Sam tries to invent a new way of transmitting meaning, conscious always of the fact that his and Claire’s teenage daughter, Esther, will one day soon become an adult and so susceptible to the virus herself.
It’s a sci-fi disaster-movie plot with a determinedly cerebral twist. Marcus offers a vividly realised dystopia, and it’s an impressive feat of imagination (and, of course, language), though at times the weirdness seems to clash a little with the traditional, pro-family theme. The villain/s, called variously Murphy and LeBov (we’re never sure if they are the same person), are less than convincing. Allusions abound to arcane aspects of Judaism, Aesop’s fables and more.
This malevolent, silenced world is full of strange substances. There are the fetid fluids that leak from the bodies of the stricken (often increased rather than stemmed by attempted cures); the serum extracted from live children that, when injected into adults, gives them temporary immunity; a strange pink gel that, when spread on bits of bark, then heated and chewed, gives Sam enough sustenance to survive without food or water for long periods. And there is the “salt” that covers the now deserted countryside – the residue of language.
For all this visceral imagery, The Flame Alphabet is unnervingly bloodless in tone. The narrator, Sam, relates the “facts” of the story with a chilly detachment. His attitude to his wife is ambivalent, his attitude to others’ suffering indifferent. Maybe he can’t afford compassion, but you do at times long for a joke or two (that crack about mime isn’t enough). After all, isn’t Beckett’s black humour one of his virtues?

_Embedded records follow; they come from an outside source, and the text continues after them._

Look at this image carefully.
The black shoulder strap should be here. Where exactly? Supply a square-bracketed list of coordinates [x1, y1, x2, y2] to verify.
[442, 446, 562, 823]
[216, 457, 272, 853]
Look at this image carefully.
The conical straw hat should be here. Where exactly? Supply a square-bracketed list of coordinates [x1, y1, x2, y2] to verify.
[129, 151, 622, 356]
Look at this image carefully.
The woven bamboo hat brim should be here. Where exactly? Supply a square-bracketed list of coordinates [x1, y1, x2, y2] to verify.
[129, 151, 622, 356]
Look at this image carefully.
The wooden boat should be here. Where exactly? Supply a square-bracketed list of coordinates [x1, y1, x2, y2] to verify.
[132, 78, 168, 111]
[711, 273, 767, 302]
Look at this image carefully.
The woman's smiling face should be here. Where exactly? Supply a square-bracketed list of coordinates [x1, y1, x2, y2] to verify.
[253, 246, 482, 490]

Still, jump in if you want your brain stimulated. Just don't expect to have your cockles warmed. Detach and survive. Easy as ABC.
CATHY DILLON
Peaches for Monsieur le Curé
By Joanne Harris
Doubleday, £13.99
You cannot blame Joanne Harris for revisiting her most successful book, Chocolat. Twice. The Whitbread-shortlisted novel, about a chocolatier who peps up Lent in a French village with her sinful confections, seduced millions of readers and was made into an Oscar-nominated film.

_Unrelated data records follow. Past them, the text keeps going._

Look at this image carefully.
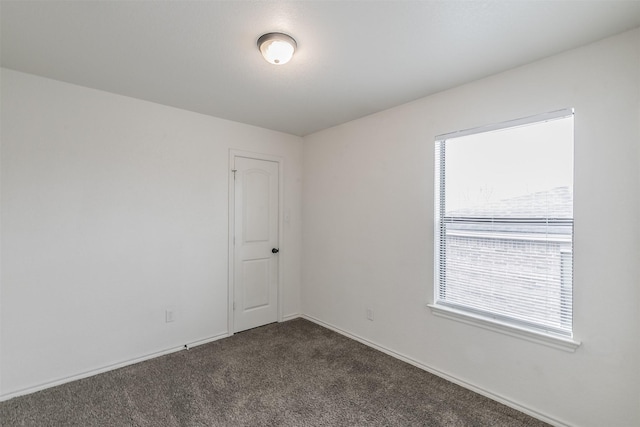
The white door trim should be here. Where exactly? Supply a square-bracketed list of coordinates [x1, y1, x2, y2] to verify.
[227, 149, 286, 335]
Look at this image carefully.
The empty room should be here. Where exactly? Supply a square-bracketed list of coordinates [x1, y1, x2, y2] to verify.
[0, 0, 640, 427]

In this book, the third featuring the chocolate-making Vianne Rocher, Harris returns to Lansquenet, and this time it’s Ramadan. August 2010, to be precise, shortly before the French government banned the wearing of the Islamic veil.
Much has changed in the intervening eight years. Whereas Chocolat was concerned with feasting and fasting, Peaches for Monsieur le Curé is all about cultural clashes. A Muslim community has rooted itself along the banks of the river in Lansquenet, an intensely Catholic village. There is a mosque with an imam and women veiled from head to foot. The Muslims have brought new ways, and conflict is brewing. Even the more open-minded villagers are feeling the tension. “I’m sick of trying to be sensitive,” snaps Vianne’s friend Josephine, who feels she is being judged because her cafe serves alcohol.

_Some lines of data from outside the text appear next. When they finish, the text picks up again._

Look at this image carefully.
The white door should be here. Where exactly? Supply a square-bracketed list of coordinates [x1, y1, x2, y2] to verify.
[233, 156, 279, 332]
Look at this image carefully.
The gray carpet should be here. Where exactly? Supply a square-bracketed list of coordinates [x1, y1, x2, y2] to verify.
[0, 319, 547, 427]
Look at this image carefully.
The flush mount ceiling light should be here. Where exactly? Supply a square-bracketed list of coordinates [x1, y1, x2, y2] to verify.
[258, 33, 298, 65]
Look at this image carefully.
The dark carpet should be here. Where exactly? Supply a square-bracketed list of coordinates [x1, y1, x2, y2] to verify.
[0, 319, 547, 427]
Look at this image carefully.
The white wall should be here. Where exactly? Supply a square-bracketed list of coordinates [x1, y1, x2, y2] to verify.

Vianne again encounters Fr Reynaud, the overzealous curate from Chocolat, who is suspected of serious offences and has been ordered to step down. Adding insult to injury, the bishop has replaced him with a priest who likes to use PowerPoint during sermons and has, quelle horreur, bleached teeth. It is up to Vianne, who has magical powers, to sort everything.
And so, in Lansquenet, it’s the Islamic crescent moon versus the Christian cross, with the sound of the azan, the traditional call to prayer, competing for supremacy with the church bells. This is one small village, but of course the religious conflicts are universal ones. Harris is good at tackling tricky issues, and she doesn’t shy away from the problems of the face veil. “How do you even start to talk to someone who never shows their face?” a villager asks in exasperation.
The book is thought-provoking, but the symbolism is heavy-handed and the melodrama relentless. It's not nearly as engaging as the original – and, sadly, there's much less chocolate.